THE KNIFE stunning beauty and perfect handling. THE KNIFE is automatically gripped like the star chefs hold their knives. Thumb and index finger form a U and securely grip the blade. The middle finger is conveniently “parked” in the finely crafted bulge at the end of the blade. This keeps the center of gravity perfectly inside the hand and ensures fatigue-free work.
No transition disturbs, all lines are fluid. This automatically guarantees the correct grip position and a comfortable hand rest at all times.
The knives are stainless, ice-hardened and hand-sharpened. Do not put them in the dishwasher.
All knives lose their sharpness over time. Professional chefs sharpen their knives once briefly with the sharpening steel before each operation. The knife is then even after years sharp as on the first day. A sharpening steel should be at least 26cm long. The hardness and the surface are also crucial for a really sharp knife. With a sharpening steel from Güde you are making the right decision.
Properly sharpen knives
Right-handed people take the knife in their right hand and the sharpening steel in their left. Then the knife, at an angle between 15-20 degrees, is drawn evenly from the shaft to the tip of the knife over the entire steel. Alternate about ten times each.

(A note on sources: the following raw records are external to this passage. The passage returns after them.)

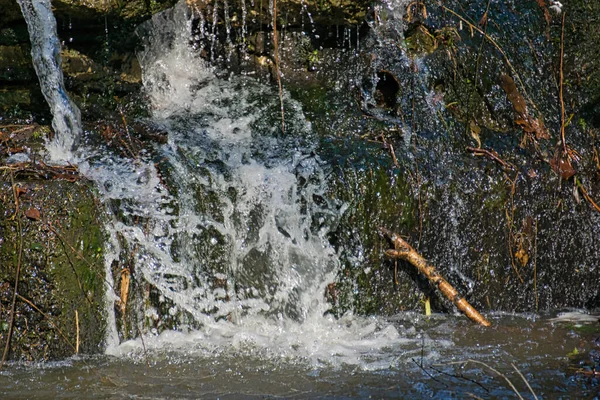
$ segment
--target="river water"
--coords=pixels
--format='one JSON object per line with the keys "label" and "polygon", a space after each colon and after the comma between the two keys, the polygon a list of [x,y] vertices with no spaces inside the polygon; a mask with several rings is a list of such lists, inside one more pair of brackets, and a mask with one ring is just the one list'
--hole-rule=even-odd
{"label": "river water", "polygon": [[105,353],[9,364],[3,398],[597,395],[578,358],[599,361],[598,330],[583,333],[597,320],[583,312],[492,314],[492,328],[452,314],[330,315],[323,293],[340,260],[327,235],[349,205],[326,195],[302,107],[283,93],[282,135],[276,90],[217,78],[194,56],[183,4],[144,29],[147,122],[168,142],[135,161],[82,142],[72,160],[112,211],[107,274],[129,252],[155,298],[137,294],[127,327],[107,282]]}
{"label": "river water", "polygon": [[[287,348],[257,347],[243,340],[219,345],[207,337],[213,335],[208,331],[166,332],[145,336],[143,343],[123,343],[113,356],[12,365],[0,375],[0,394],[82,399],[533,398],[522,374],[538,398],[592,399],[598,396],[598,378],[589,369],[586,375],[573,353],[594,346],[598,352],[600,344],[590,340],[593,335],[577,333],[576,327],[586,323],[573,321],[582,318],[589,320],[574,312],[562,315],[562,322],[556,315],[497,314],[491,317],[494,327],[484,329],[460,316],[404,314],[388,321],[401,333],[402,343],[381,349],[373,341],[335,340],[321,358],[314,357],[311,343],[327,342],[326,332]],[[361,361],[335,365],[335,353],[348,351],[360,353]],[[471,362],[463,363],[467,360]]]}

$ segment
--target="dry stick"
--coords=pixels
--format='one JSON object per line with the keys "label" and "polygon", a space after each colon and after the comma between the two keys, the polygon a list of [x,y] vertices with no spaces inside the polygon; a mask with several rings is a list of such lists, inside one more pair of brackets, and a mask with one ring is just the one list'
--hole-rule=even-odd
{"label": "dry stick", "polygon": [[[485,8],[485,12],[483,13],[483,15],[487,15],[489,9],[490,9],[490,3],[491,0],[488,0],[488,4]],[[482,17],[483,18],[483,17]],[[484,36],[487,35],[487,26],[488,26],[488,20],[486,18],[485,23],[483,28],[485,29],[485,31],[483,31]],[[483,54],[483,44],[485,43],[485,41],[481,41],[481,44],[479,45],[479,51],[477,53],[477,61],[475,62],[475,80],[473,81],[473,90],[469,91],[469,97],[467,98],[467,107],[469,108],[469,112],[471,111],[471,96],[473,95],[473,92],[477,90],[477,82],[479,81],[479,65],[481,62],[481,55]],[[465,128],[468,130],[470,129],[468,126],[465,126]],[[479,143],[481,147],[481,143]]]}
{"label": "dry stick", "polygon": [[21,262],[23,260],[23,228],[21,226],[21,220],[18,218],[17,213],[19,212],[19,196],[17,194],[17,188],[15,186],[15,179],[12,171],[10,172],[10,183],[13,190],[13,197],[15,199],[15,217],[17,221],[17,229],[19,231],[19,253],[17,255],[17,271],[15,272],[15,287],[13,290],[13,299],[10,306],[10,322],[8,324],[8,333],[6,334],[6,344],[4,345],[4,352],[2,353],[2,360],[0,361],[0,371],[4,366],[6,357],[10,350],[10,339],[12,338],[12,332],[15,323],[15,309],[17,304],[18,288],[19,288],[19,275],[21,273]]}
{"label": "dry stick", "polygon": [[513,390],[513,392],[515,392],[515,394],[517,395],[517,397],[519,399],[524,400],[523,396],[521,396],[521,394],[519,393],[519,391],[517,390],[517,388],[515,387],[515,385],[513,385],[513,383],[510,381],[510,379],[508,379],[506,377],[506,375],[504,375],[500,371],[492,368],[490,365],[484,363],[483,361],[477,361],[477,360],[473,360],[473,359],[468,359],[466,361],[453,361],[453,362],[444,363],[444,364],[434,364],[434,366],[440,366],[441,367],[441,366],[444,366],[444,365],[456,365],[456,364],[468,364],[468,363],[483,365],[484,367],[486,367],[490,371],[494,372],[496,375],[498,375],[499,377],[503,378],[506,381],[506,383],[508,383],[508,385],[511,387],[511,389]]}
{"label": "dry stick", "polygon": [[539,310],[539,296],[537,292],[537,219],[535,220],[535,237],[533,238],[533,293],[535,295],[535,311]]}
{"label": "dry stick", "polygon": [[508,168],[511,170],[515,169],[515,166],[512,165],[509,162],[504,161],[503,159],[500,158],[500,156],[498,156],[498,153],[496,153],[494,150],[486,150],[486,149],[482,149],[479,147],[467,147],[467,150],[470,151],[471,153],[474,153],[476,155],[485,155],[488,156],[489,158],[491,158],[492,160],[496,161],[498,164],[502,165],[502,167],[504,168]]}
{"label": "dry stick", "polygon": [[565,141],[565,102],[563,98],[563,59],[565,46],[565,15],[563,12],[562,28],[560,32],[560,87],[558,98],[560,99],[560,140],[562,141],[564,154],[567,153],[567,142]]}
{"label": "dry stick", "polygon": [[65,341],[65,343],[67,343],[69,346],[71,346],[71,348],[73,349],[73,351],[77,351],[77,348],[75,346],[73,346],[73,343],[71,343],[69,341],[69,339],[67,339],[67,337],[65,336],[65,334],[60,330],[60,328],[58,327],[58,325],[56,325],[54,323],[54,321],[52,321],[52,318],[50,318],[46,313],[44,313],[42,310],[39,309],[38,306],[36,306],[35,304],[33,304],[33,302],[31,302],[31,300],[21,296],[20,294],[17,294],[17,297],[19,298],[19,300],[24,301],[25,303],[29,304],[29,306],[31,308],[33,308],[35,311],[39,312],[40,314],[42,314],[42,316],[44,318],[46,318],[48,320],[48,322],[50,323],[50,325],[52,325],[54,327],[54,329],[56,329],[56,331],[58,332],[58,334],[63,338],[63,340]]}
{"label": "dry stick", "polygon": [[75,310],[75,354],[79,354],[79,313]]}
{"label": "dry stick", "polygon": [[[512,245],[513,245],[513,223],[515,219],[515,191],[517,186],[517,179],[519,179],[519,172],[515,175],[515,179],[512,181],[511,189],[510,189],[510,216],[508,215],[508,210],[505,210],[506,220],[508,223],[508,252],[510,254],[510,264],[517,274],[517,278],[521,281],[521,283],[525,283],[521,274],[519,274],[519,270],[515,265],[515,256],[513,255]],[[507,200],[508,201],[508,200]],[[510,280],[510,275],[506,278],[506,283]]]}
{"label": "dry stick", "polygon": [[579,179],[575,178],[575,183],[577,184],[579,190],[581,190],[583,197],[585,197],[585,199],[596,209],[596,211],[600,211],[600,206],[598,206],[598,204],[596,204],[594,200],[590,197],[587,190],[585,190],[581,182],[579,182]]}
{"label": "dry stick", "polygon": [[273,51],[275,52],[275,75],[279,86],[279,104],[281,107],[281,131],[285,133],[285,117],[283,113],[283,87],[281,86],[281,73],[279,70],[279,42],[277,41],[277,0],[273,0]]}
{"label": "dry stick", "polygon": [[446,296],[460,311],[462,311],[470,320],[483,326],[491,326],[491,323],[485,319],[476,309],[471,306],[464,297],[461,297],[456,289],[452,287],[442,276],[440,276],[432,265],[415,251],[404,239],[397,234],[385,229],[379,230],[394,243],[394,249],[386,250],[385,254],[392,258],[401,258],[414,265],[431,283]]}

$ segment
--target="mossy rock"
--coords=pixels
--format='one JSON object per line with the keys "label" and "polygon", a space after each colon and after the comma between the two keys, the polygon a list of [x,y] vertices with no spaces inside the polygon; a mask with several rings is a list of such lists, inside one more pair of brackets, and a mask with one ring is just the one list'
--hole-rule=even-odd
{"label": "mossy rock", "polygon": [[16,173],[12,184],[8,171],[0,183],[3,343],[19,269],[9,358],[64,358],[77,343],[82,353],[100,352],[106,329],[101,207],[85,182]]}

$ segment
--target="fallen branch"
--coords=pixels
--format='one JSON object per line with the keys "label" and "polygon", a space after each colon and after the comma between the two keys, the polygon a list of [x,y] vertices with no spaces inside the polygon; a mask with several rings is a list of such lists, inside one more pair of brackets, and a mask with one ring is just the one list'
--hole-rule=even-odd
{"label": "fallen branch", "polygon": [[413,249],[404,239],[385,228],[379,228],[380,232],[388,237],[394,244],[394,249],[386,250],[385,254],[392,258],[401,258],[414,265],[419,272],[429,279],[460,311],[462,311],[470,320],[483,326],[492,324],[485,319],[476,309],[471,306],[464,297],[461,297],[456,289],[452,287],[444,278],[442,278],[432,265]]}

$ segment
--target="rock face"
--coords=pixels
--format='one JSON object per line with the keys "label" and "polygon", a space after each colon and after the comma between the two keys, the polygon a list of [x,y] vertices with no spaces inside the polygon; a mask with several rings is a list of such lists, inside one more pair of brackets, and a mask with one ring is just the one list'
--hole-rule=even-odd
{"label": "rock face", "polygon": [[[62,40],[65,84],[84,117],[99,119],[131,102],[141,71],[135,27],[174,1],[53,1]],[[31,65],[29,36],[18,4],[0,0],[0,110],[5,115],[49,111]],[[6,11],[4,11],[6,10]]]}
{"label": "rock face", "polygon": [[[60,174],[75,181],[50,179]],[[64,171],[13,164],[1,176],[0,337],[6,343],[12,329],[9,359],[101,351],[106,329],[101,206],[87,183]]]}
{"label": "rock face", "polygon": [[[600,86],[591,50],[598,38],[582,22],[598,6],[574,0],[563,10],[565,123],[561,16],[543,1],[487,11],[481,2],[413,2],[406,11],[404,2],[281,1],[277,15],[269,2],[188,3],[199,57],[222,66],[224,77],[247,73],[275,84],[279,75],[320,134],[328,200],[350,205],[329,237],[342,260],[327,292],[334,313],[418,309],[423,293],[434,309],[450,309],[412,267],[383,257],[389,244],[378,226],[406,235],[482,311],[600,307]],[[87,122],[121,124],[147,112],[134,32],[173,4],[53,2],[67,88]],[[2,114],[47,117],[18,6],[0,0],[0,7]],[[14,133],[7,129],[0,126]],[[108,128],[90,132],[110,136]],[[104,267],[93,191],[82,181],[47,179],[56,174],[38,167],[7,166],[2,174],[2,321],[10,320],[20,266],[12,357],[73,354],[75,310],[81,351],[97,351]],[[113,269],[116,281],[129,282],[127,265]],[[131,274],[157,303],[161,329],[175,325],[160,294]],[[117,316],[122,337],[136,336],[132,327],[143,318],[119,309]],[[0,326],[3,340],[8,328]]]}

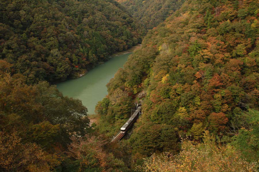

Professional chefs pull their knives over the sharpening steel before every operation and thus permanently maintain the sharpness of their Güde knives.
Care instructions
Fine knives should be cleaned the way they were made: by hand. In most cases, it is quite sufficient to wipe the blade with a damp cloth. You should make sure that the knife is not left uncleaned for a long time. There are food residues (e.g. lemons) whose acids can attack even high-quality steel. Please avoid working on the knife with corrosive or abrasive aids. High-quality knives do not belong in the dishwasher or loose in a drawer (risk of injury!).